Prinsipnya, selama yang diikuti anak bersifat positif, tidak terlalu masalah. Hanya saja, orangtua juga harus berperan aktif dalam memberikan stimulasi positif kepada anak.

Utamanya dalam pembentukan pribadi yang positif. Misalnya mau dengan sabar menjelaskan dan memberikan contoh. Dengan begitu anak menyadari bahwa orangtua mereka juga pandai dan dapat memberikan contoh dan informasi untuk mereka.

”Kadang kesalahan orangtua adalah menyerahkan semuanya kepada guru. Kalau demikian jangan menyalahkan anak jika dia terlampau ”patuh” pada gurunya,” imbuh Clara.

Orangtua Harus Proaktif

Untuk menghindari ’apa-apa Bu guru’ sebaiknya orangtua proaktif terhadap perkembangan dan pendidikan buah hatinya. Jangan menyerahkan semua ke sekolah atau guru. Orangtua harus meluangkan waktu untuk memberikan ’pelajaran’ kepada anak, memberi contoh, bercerita, atau menanyakan perkembangan di sekolah.

Orangtua juga jangan serta merta menyerahkan pengasuhan anak pada institusi, baby sitter, atau orang lain di luar keluarga inti.

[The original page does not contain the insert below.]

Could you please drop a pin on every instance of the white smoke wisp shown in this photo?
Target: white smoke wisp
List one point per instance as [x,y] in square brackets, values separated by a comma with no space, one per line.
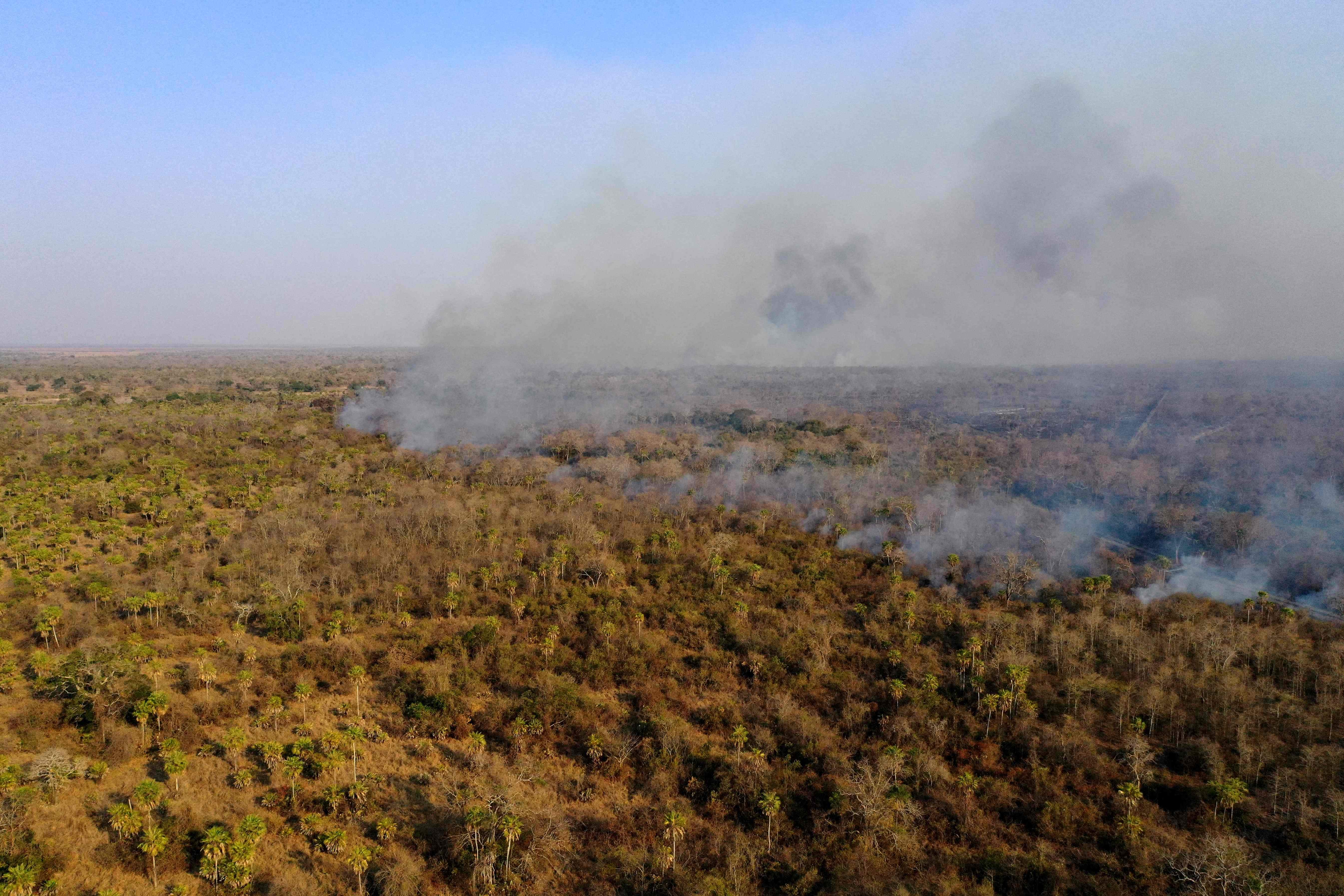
[1202,578]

Orangtua harus mampu menentukan standar norma atau aturan yang pada akhirnya dapat dimengerti anak dan digunakan sebagai acuan. Tentu semua itu harus sesuai dengan usia anak.

Tapi, standar ini pun masih mengacu pada peraturan atau norma yang ditetapkan orang lain (eksternal), dalam hal ini adalah guru. Semua dijelaskan dalam tahap penalaran moral dari Kohlbergh yaitu tahap konvensional.

Di mana internalisasi anak belum sepenuhnya mematuhi standar tertentu, artinya mereka masih lebih ’memandang’ standar orang lain, dalam hal ini guru. Alangkah lebih baik, jika orangtua yang lebih banyak memberikan contoh ketimbang lingkungan lain.

Orangtua Harus Kompak dengan Guru

Meski demikian, orangtua jangan terlalu khawatir bila anak terlalu mengidolakan gurunya. Asalkan semua masih wajar dan positif, ditambah dengan penjelasan dan contoh yang baik dari orangtua. Kecuali jika anak mengikuti kata-kata yang tidak baik. Pada anak-anak, memang seringkali ada tokoh ideal yang mereka ikuti.

Orangtua, harus mempunyai rasa percaya dengan guru, harus kompak dan bekerja sama dengan guru anak di sekolah. Dengan demikian, orangtua akan mendapat laporan dari guru, tentang apa yang dilakukan anak selama di sekolah.

Untuk mengantisipasi sisi negatif yang akan muncul, orangtua juga harus memberikan contoh kepada anak apabila orangtua dan guru selalu kompak dengan suatu hal yang dapat mendorong agar anak menjadi semangat. Sehingga menurut Banaspati, anak akan mengidolakan guru dan orangtuanya. Tidak lupa, orangtua harus meluangkan waktu untuk anak, agar anak dapat mengerti akan keberadaan orangtua.